Mind you, neither of these recipes is low-carb, or sugar-free.
Bunny Butter Cookies
1/2 cup (1 stick) softened butter
1/4 cup sugar
1 egg
1-1/2 tsp vanilla
1/4 tsp baking powder
1-1/2 cup flour
Blend the butter, sugar, egg, vanilla, and baking powder. Add the flour 1/2 cup at a time, blending well each time. Then cover the whole mess with plastic wrap and toss it in the fridge for at least 2 hours to chill. I left this batch in the fridge overnight, and it came through just dandy.
Roll out half the dough, using plenty of flour to keep things from sticking. You can collect the scraps and re-roll, but bear in mind that they’ll be springier and may not hold their shape as well. The more rolling, the more the glutens go crazy.
Bake on silicon sheets, parchment paper, or non-stick baking sheets — whatever you have that’s nonsticky. 425° for 5-7 minutes. Makes 3 to 4 dozen cookies, depending on what size cutters you like.
Gingerbread Cookies
1/2 cup (1 stick) softened butter
1/2 cup sugar
1/4 cup molasses
1 egg
1 tsp baking powder
1/2 tsp baking soda
1-1/2 tsp ground cinnamon
1 tsp ground ginger
1 tsp ground cloves
1/2 tsp ground nutmeg
2 cups flour
Toss everything but the flour in a bowl, and mix well. Add the flour 1/2 cup at a time, mixing after each. Then, as with the other cookies, stash the dough in the fridge for a couple of hours. Again, this stuff sat overnight and was great the next morning.
As with the others, roll out, use cutters (or slice into squares with a knife, if you want to build little houses), bake on a non-stick surface (same as the others). For these, it’s 350° for 6-8 minutes.
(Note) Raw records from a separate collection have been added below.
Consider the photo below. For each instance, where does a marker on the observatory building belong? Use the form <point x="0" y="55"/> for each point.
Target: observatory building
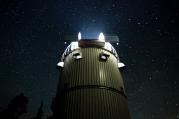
<point x="90" y="84"/>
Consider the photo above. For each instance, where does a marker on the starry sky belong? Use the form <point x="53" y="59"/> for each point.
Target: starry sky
<point x="31" y="44"/>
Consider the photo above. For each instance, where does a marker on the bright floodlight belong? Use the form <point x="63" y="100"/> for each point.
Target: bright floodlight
<point x="79" y="36"/>
<point x="101" y="37"/>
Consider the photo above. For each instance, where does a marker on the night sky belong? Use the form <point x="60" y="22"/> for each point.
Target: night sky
<point x="31" y="44"/>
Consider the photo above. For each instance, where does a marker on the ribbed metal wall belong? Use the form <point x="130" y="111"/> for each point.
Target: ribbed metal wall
<point x="90" y="88"/>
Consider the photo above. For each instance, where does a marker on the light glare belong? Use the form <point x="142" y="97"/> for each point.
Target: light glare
<point x="79" y="36"/>
<point x="101" y="37"/>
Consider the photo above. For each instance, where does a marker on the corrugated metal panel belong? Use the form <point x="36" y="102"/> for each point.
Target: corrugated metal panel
<point x="90" y="88"/>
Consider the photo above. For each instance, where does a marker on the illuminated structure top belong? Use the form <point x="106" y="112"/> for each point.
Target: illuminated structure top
<point x="99" y="42"/>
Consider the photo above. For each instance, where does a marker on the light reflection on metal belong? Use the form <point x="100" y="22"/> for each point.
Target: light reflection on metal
<point x="101" y="37"/>
<point x="79" y="36"/>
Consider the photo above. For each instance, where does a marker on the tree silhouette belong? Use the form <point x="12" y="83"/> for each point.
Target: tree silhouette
<point x="16" y="107"/>
<point x="40" y="112"/>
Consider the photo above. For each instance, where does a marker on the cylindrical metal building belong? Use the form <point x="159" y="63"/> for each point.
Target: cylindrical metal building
<point x="90" y="85"/>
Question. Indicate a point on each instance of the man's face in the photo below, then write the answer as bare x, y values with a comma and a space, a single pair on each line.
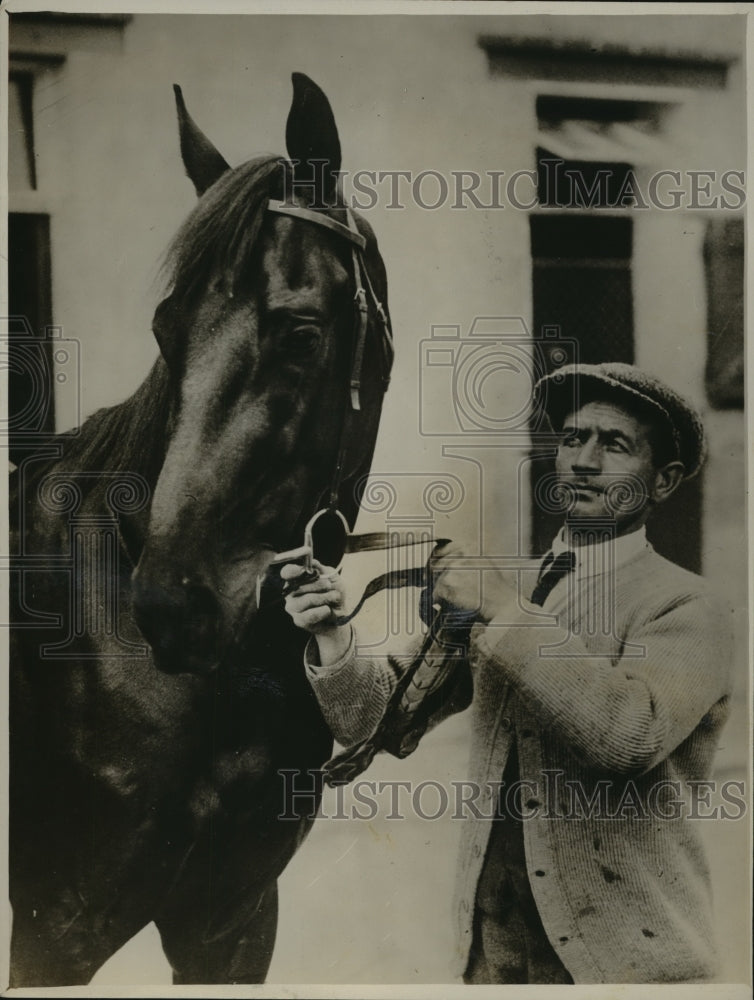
605, 460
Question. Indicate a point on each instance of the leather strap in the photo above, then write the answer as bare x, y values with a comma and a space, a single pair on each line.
319, 219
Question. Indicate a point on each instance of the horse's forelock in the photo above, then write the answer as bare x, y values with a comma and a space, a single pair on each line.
221, 233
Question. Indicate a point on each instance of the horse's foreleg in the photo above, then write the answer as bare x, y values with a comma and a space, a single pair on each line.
238, 949
45, 953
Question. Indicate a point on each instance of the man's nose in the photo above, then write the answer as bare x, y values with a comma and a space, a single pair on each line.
588, 458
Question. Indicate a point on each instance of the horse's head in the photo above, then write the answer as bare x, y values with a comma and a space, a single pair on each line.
258, 335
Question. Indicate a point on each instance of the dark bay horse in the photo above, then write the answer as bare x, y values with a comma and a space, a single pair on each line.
154, 705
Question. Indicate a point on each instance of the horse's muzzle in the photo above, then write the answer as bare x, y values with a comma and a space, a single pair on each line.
182, 624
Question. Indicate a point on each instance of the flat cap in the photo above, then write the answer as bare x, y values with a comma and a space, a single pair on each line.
569, 388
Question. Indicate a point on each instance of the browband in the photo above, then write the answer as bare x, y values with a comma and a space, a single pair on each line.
320, 219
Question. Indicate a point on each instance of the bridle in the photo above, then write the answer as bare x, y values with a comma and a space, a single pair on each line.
401, 726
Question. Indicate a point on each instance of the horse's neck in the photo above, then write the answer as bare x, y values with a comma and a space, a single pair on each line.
111, 465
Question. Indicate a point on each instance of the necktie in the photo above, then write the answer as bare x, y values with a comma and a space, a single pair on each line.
553, 570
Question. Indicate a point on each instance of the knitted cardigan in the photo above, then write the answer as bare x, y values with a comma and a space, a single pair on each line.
616, 705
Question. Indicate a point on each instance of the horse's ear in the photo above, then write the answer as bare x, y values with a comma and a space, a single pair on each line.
204, 165
311, 138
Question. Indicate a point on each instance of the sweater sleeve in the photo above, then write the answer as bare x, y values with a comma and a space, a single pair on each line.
622, 714
352, 693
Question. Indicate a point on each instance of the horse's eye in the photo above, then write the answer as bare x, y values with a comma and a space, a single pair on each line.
303, 340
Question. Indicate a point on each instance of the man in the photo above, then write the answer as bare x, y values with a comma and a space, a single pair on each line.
598, 704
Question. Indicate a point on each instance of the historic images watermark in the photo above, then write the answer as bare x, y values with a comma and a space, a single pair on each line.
551, 797
553, 185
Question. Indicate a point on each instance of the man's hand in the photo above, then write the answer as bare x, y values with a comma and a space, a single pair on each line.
483, 592
313, 607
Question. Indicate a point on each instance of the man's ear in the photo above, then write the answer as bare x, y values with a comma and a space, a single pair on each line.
667, 480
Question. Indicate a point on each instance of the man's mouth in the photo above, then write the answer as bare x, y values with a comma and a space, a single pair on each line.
584, 490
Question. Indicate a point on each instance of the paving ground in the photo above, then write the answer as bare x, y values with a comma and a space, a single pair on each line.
369, 902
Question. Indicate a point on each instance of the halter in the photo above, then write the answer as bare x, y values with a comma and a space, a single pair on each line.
361, 278
405, 718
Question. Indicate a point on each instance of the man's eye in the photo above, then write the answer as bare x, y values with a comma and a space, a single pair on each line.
617, 446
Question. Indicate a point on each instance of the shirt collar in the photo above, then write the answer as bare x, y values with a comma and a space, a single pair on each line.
600, 556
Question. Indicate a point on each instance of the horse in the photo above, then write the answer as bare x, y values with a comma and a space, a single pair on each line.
158, 705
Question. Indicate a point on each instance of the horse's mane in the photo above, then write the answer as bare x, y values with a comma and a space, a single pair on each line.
221, 232
220, 235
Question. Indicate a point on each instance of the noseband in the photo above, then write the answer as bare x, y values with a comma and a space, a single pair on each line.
361, 279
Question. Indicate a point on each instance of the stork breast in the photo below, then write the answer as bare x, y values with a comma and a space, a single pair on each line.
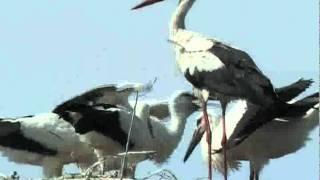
202, 61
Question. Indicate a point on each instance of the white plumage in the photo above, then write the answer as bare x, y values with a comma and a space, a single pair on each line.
109, 137
275, 139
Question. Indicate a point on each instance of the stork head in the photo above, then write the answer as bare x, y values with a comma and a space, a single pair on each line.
146, 3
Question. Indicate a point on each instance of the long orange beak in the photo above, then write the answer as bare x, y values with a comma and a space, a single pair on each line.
146, 3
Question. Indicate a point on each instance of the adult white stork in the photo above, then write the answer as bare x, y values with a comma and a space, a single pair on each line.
46, 140
106, 129
112, 94
217, 70
288, 135
50, 141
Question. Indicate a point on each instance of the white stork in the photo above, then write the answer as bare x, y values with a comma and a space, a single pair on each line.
288, 135
50, 141
218, 71
106, 128
45, 140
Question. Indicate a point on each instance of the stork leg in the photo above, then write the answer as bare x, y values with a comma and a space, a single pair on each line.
224, 139
205, 118
254, 174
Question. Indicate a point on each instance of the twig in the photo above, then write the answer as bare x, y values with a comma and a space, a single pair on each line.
128, 138
162, 173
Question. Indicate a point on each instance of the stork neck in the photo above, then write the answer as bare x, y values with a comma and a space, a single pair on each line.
178, 17
178, 120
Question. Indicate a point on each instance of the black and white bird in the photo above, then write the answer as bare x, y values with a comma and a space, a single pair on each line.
45, 140
106, 128
218, 71
288, 134
50, 141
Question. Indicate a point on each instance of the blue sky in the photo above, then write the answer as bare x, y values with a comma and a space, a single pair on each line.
51, 50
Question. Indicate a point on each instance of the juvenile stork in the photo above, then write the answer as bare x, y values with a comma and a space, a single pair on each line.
45, 140
106, 128
288, 136
218, 71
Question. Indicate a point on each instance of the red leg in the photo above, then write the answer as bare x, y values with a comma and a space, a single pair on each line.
208, 137
223, 144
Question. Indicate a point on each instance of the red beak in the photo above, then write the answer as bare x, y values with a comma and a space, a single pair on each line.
145, 3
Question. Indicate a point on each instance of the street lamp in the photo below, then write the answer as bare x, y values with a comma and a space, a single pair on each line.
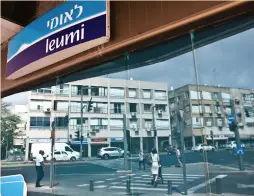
154, 129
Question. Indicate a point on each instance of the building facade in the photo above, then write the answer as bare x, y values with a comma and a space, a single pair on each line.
205, 114
103, 125
22, 112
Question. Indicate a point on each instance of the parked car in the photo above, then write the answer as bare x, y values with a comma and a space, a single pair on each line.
108, 152
62, 156
232, 145
171, 150
201, 147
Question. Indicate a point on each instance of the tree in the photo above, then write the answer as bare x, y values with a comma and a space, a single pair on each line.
9, 124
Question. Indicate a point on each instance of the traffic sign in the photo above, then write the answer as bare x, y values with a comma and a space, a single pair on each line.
240, 151
231, 118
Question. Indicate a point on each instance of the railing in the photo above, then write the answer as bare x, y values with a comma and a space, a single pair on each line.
117, 111
116, 127
99, 126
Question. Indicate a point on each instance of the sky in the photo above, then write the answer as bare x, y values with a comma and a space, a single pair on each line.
228, 62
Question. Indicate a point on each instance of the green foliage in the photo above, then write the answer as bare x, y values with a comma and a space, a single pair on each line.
9, 124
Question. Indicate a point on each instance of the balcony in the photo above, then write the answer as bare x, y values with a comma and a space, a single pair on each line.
98, 127
117, 111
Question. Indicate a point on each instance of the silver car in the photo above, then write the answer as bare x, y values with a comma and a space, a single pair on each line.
108, 152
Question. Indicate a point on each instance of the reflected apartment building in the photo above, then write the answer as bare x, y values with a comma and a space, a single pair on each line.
103, 125
205, 114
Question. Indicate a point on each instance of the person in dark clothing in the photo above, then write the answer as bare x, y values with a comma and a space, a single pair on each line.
142, 160
39, 164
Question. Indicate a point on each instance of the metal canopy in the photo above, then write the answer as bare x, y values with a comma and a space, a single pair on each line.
161, 52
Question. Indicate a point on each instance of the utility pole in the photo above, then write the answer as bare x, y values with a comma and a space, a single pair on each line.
81, 119
237, 137
181, 127
53, 131
155, 131
125, 142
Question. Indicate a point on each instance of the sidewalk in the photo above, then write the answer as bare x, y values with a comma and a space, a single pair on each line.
61, 191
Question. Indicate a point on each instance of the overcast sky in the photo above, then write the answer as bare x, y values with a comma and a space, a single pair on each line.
228, 62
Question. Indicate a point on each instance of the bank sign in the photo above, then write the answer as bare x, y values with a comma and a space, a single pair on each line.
71, 28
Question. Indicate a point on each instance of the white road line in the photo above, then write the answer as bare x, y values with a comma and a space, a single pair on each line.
131, 174
149, 185
100, 186
114, 183
188, 175
82, 185
98, 182
139, 188
149, 181
195, 188
110, 179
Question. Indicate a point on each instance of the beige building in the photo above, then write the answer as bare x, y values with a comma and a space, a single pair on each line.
103, 126
22, 112
206, 110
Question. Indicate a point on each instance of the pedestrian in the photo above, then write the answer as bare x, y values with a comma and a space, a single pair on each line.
179, 156
141, 160
39, 164
155, 166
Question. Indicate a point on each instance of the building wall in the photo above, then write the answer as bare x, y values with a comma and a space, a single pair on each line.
112, 126
208, 110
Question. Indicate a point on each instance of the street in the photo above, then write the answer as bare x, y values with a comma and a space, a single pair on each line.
74, 177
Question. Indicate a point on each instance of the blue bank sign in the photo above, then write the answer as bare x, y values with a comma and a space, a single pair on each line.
69, 29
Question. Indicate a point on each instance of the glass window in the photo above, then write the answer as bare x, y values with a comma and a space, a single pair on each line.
132, 93
147, 94
117, 92
160, 95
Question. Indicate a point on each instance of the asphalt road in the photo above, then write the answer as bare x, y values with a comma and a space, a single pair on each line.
222, 157
61, 170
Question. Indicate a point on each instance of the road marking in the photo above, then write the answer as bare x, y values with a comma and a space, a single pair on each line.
114, 183
149, 181
131, 174
98, 182
58, 166
16, 168
82, 185
172, 179
190, 175
139, 188
110, 179
160, 185
242, 186
100, 186
195, 188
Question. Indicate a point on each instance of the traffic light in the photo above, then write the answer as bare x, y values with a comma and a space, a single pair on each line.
89, 108
77, 134
66, 120
246, 113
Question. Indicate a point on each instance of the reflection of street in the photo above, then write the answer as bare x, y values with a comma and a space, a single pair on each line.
73, 178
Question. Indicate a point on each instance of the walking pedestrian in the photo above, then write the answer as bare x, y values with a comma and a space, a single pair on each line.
179, 157
142, 160
39, 164
155, 166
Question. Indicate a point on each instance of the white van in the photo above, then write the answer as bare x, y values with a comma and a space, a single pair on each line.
46, 147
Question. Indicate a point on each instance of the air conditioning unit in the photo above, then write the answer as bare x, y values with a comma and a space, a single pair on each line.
219, 123
209, 123
47, 110
240, 124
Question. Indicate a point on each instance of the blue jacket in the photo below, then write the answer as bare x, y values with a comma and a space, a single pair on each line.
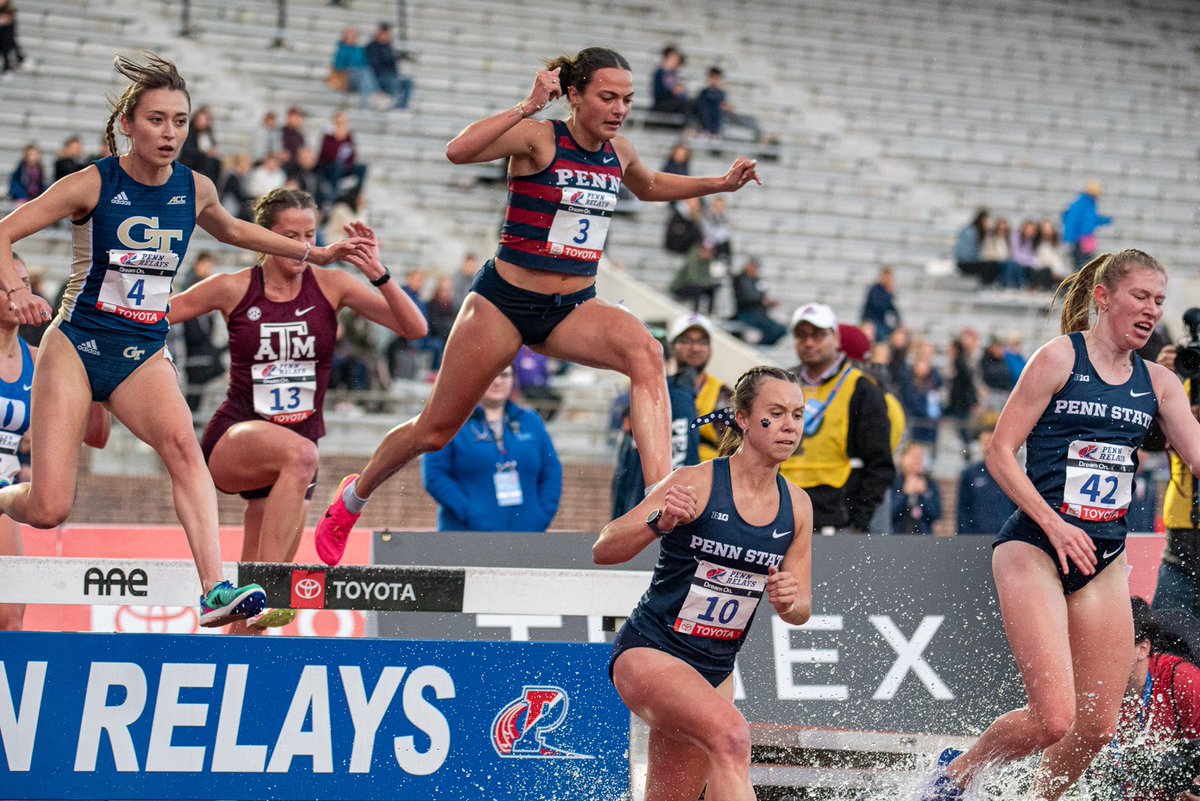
1080, 218
461, 477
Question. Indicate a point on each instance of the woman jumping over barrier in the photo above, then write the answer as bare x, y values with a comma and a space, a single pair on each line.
131, 217
732, 530
540, 287
1081, 409
282, 320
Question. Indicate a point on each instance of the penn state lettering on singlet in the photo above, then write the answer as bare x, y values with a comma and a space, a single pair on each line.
557, 220
1104, 426
712, 576
127, 251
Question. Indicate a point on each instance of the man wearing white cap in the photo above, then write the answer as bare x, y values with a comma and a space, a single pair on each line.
691, 343
844, 461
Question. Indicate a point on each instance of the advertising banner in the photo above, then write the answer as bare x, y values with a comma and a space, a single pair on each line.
129, 716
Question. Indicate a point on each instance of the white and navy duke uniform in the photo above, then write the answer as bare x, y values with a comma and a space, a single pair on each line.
711, 578
1083, 453
127, 252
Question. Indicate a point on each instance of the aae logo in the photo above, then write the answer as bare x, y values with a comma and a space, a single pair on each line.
520, 729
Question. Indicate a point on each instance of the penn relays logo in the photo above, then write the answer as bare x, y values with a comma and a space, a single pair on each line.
521, 728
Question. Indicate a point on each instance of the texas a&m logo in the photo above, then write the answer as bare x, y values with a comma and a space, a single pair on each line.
521, 728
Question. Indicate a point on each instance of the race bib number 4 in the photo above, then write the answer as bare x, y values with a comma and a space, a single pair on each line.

It’s a bigger batch than the other, so you may get 4-5 dozen cookies depending on size.
Buttercream Frosting
1/4 cup (1/2 stick) softened butter
1 box (16 oz) powdered sugar
1/3 cup cream
1 tsp vanilla
This is a modified version from the old C&H powdered sugar box. I used cream, because I don’t have milk in the house. And I used more than the 1/4 cup liquid, because I wanted a thinner, more pipe-able frosting.
I’m a haphazard icer. I mostly go for the easy squiggles, but on some I tried to make them look guitar-ish. Looking at the cookies, though, it strikes me that they’re more ukulele-ish in shape. But the neck of the guitar needs to be fatter and shorter, so the cookies don’t break as much. Tiny gingerbread ukes! NOM!